Being so far away from the main continental landmasses, colonisation of Ascension Island by fish species relied on them swimming or being brought by currents across large distances. Obviously, fish species that are able to cross the oceanic expanses of the Atlantic are more likely to settle at mid-Atlantic islands, including Ascension. The origins of the fish communities at Ascension can be found in both the eastern and western Atlantic.
However, a higher proportion of Ascension fish species can be traced back to a South American origin than an African one. While there is low fish species richness there is a relatively high level of endemism (that is, fish species found nowhere else in the world), with 11 species known only from Ascension, and a further 16 restricted only to the South Atlantic islands of Ascension and St Helena.

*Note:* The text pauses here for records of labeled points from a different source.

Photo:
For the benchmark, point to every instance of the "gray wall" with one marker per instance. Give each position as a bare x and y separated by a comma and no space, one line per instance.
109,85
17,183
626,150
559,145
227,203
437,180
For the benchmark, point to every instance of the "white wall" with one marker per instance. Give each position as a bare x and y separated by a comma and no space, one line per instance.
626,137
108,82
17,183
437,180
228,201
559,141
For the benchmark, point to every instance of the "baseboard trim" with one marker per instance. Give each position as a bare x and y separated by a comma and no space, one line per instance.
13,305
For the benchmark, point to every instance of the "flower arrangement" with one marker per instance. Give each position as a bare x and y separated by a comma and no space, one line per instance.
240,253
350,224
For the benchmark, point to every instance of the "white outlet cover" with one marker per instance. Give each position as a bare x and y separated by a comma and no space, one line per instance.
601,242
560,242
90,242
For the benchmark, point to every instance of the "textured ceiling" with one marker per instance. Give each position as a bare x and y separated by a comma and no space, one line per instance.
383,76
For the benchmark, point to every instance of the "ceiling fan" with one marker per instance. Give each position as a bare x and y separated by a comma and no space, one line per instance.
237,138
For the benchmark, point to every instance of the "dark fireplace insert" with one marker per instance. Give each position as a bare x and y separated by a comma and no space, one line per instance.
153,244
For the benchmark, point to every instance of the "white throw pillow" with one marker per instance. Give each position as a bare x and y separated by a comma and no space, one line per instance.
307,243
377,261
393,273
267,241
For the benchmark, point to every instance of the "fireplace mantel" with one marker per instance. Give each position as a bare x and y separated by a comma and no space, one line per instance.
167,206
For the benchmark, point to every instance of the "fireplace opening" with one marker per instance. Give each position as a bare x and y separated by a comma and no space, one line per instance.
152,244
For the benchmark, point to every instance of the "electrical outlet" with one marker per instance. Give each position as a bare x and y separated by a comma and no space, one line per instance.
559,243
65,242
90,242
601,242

The endemic fish species of Ascension Island are found in a variety of habitat types, in rocky areas the Ascension hawkfish (Amblycirrhitus earnshawi) and Ascension wrasse (Thalassoma ascensionis) forage for small invertebrate prey while yellowtail damsels (Stegastes lubbocki) tend to their algae “gardens”, fiercely defending them from rivals. Over the sand the marmalade razorfish (Xyrichtys blanchardi) may be seen, hanging almost motionless until they perceive a threat whereupon they dive head-first into the sand for protection. Heading into slightly deeper water another key habitat is found, round balls of hard pink algae known as maerl or rhodoliths.
In some areas these rhodoliths are found in mounds and piles, becoming home to one of Ascension’s most beautiful endemics – the resplendent angelfish (Centropyge resplendens). This diminutive fish (only a few centimetres long) is coloured a vivid purple-blue with a golden stripe running along its back and has historically been highly valued in the aquarium trade, until it was protected by Ascension law in 2013.
Endemics can easily become endangered or extinct if their restricted habitat changes, especially due to human actions, including fishing, collection, pollution or the introduction of non-native species. Concerns have been raised over the threats of human activities to the endemic fish species of Ascension Island, leading to them now being protected by law by the 2013 Ascension Island Wildlife Protection Ordinance. The Ascension Island Government Conservation Department continues to investigate and study the marine environment in order to protect not only the endemic fish species, but all aspects of this unique ecosystem.